- Title: NIGERIA: Lagos school girls harness the power of pee
- Date: 23rd November 2012
- Summary: LAGOS, NIGERIA (RECENT) (REUTERS) STUDENTS WORKING ON THE URINE GENERATOR
- Embargoed: 8th December 2012 12:00
- Location: Nigeria
- Country: Nigeria
- Topics: Quirky,Technology,Energy
- Reuters ID: LVA56A5KF22VDPZ9W8O0306GWCWI
- Story Text: Inspired by a news story about a family of five dying from carbon monoxide poisoning, four Nigerian schoolgirls have invented a generator powered by urine. The quartet, aged between 14 and 15, are hopeful their invention will provide an environmentally friendly energy alternative for the poor.
Their urine-powered generator can produce up to six hours of electricity per litre of human waste. First the urine is put into a glass electrolytic cell device, which separates the urine into nitrogen, water, and hydrogen. The hydrogen goes into a water filter for purification before being transferred into an adjoining gas cylinder. The gas cylinder pushes hydrogen into a cylinder of liquid borax, which is then used to remove the moisture from the hydrogen gas. The purified hydrogen gas then appears inside the generator.
Fourteen-year-old Duro-Aina Adebola is excited about the technology.
"We are taught in chemistry, elementary chemistry that all waste products produce energy, so can this energy be converted into power that can be used to generate energy or generate power so we looked into urine, and we also looked into water but we noticed that in water the hydrogen molecules are tightly bonded together, and in water it takes three volts to break up this hydrogen molecule bond; but in urine, it takes one point three volts, so we opted for urine, since, one, it's a waste product, and if we use urine as we carry out electrolysis, if we use urine, our waste product or our exhaust gas is going to be water and that's not poisonous to our environment," she said.

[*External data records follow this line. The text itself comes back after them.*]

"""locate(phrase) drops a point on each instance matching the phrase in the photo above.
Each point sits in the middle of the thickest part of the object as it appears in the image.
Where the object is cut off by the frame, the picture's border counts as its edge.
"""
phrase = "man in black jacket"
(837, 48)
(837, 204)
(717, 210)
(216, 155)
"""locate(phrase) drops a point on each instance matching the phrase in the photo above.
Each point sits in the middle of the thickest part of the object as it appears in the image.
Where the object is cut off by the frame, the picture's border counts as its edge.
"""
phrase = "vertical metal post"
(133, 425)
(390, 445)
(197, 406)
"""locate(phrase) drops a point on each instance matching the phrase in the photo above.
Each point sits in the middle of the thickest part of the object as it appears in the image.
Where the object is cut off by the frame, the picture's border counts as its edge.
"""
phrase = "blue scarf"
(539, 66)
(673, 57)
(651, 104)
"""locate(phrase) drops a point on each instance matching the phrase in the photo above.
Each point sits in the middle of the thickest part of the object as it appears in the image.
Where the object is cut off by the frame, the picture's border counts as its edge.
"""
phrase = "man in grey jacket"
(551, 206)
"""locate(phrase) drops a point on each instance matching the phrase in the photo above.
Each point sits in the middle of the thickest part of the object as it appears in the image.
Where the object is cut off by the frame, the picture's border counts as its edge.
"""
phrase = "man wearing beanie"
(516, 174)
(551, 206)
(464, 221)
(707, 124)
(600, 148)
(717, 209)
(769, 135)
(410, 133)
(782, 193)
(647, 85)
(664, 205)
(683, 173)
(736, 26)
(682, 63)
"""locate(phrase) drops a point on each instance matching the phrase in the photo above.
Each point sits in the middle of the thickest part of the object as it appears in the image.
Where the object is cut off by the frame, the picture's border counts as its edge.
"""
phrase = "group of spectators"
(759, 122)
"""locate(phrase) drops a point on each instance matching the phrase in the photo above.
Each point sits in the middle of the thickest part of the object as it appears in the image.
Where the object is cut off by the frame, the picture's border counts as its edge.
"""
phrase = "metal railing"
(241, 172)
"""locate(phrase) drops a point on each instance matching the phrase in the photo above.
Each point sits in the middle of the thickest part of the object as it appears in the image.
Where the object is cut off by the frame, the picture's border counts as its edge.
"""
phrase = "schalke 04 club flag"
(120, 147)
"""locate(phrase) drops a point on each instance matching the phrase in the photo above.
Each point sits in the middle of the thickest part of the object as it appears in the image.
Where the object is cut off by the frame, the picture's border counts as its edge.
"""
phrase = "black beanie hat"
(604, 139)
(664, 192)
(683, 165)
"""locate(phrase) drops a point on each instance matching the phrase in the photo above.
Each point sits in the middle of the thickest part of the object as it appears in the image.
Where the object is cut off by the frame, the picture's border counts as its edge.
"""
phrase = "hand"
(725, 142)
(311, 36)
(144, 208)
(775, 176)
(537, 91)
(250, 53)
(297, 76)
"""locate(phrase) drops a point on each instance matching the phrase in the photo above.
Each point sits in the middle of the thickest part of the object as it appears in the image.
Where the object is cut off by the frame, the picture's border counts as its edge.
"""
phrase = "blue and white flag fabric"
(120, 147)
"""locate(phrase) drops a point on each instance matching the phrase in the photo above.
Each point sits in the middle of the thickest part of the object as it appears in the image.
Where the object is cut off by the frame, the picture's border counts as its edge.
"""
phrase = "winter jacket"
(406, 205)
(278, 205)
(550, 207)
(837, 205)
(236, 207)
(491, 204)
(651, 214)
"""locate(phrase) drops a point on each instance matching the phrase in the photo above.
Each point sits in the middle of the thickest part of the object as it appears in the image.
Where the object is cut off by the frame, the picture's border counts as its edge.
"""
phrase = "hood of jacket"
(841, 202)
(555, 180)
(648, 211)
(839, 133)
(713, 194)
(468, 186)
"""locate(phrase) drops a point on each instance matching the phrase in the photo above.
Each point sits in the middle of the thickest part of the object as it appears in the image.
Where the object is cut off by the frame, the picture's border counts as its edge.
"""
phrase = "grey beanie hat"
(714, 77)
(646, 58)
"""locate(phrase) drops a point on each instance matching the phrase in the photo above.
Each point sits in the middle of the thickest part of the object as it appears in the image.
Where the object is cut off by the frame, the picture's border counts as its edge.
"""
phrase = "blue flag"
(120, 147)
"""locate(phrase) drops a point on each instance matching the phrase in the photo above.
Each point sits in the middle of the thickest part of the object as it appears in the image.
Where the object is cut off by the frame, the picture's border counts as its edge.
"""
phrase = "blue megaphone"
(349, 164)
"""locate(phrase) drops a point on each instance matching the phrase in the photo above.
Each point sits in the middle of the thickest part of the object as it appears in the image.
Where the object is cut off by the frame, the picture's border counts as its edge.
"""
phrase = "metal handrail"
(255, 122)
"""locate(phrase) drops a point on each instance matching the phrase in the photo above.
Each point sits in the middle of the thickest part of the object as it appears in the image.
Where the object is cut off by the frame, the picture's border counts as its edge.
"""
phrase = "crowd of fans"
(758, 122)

She added: "This hydrogen gas mixture goes into our water filter and the function of the water filter is to remove any impurities from our hydrogen gas mixture. The hydrogen gas mixture then goes into our cylinder here which temporarily stores the gas when ever we need the gas. Then the gas goes into our borax and the function of the borax here is to dry the hydrogen gas to remove any moisture from the gas because if moisture gets into our the engine of our generator, it can damage our generator, and then the gas goes into our generator," explained Adebola.
The generator is still in its trial stages and the girls are under close supervision from their teachers. They presented their initial work at the annual Maker Faire Africa held in Lagos in November, where it was the star attraction.
Lawal Olaide, head of science at Doregos Private Academy where the girls are in their junior year of high school, says the use of urine could provide opportunities for rural parts of the country. It's estimated that more than half of the country's 160 million people have no access to electricity and those who do are not guaranteed of its regular supply. Low income earners use carbon fuels like charcoal or paraffin for cooking, a practice that frequently causes house fires, while millions of homes have at least one power generating set that needs petrol to run.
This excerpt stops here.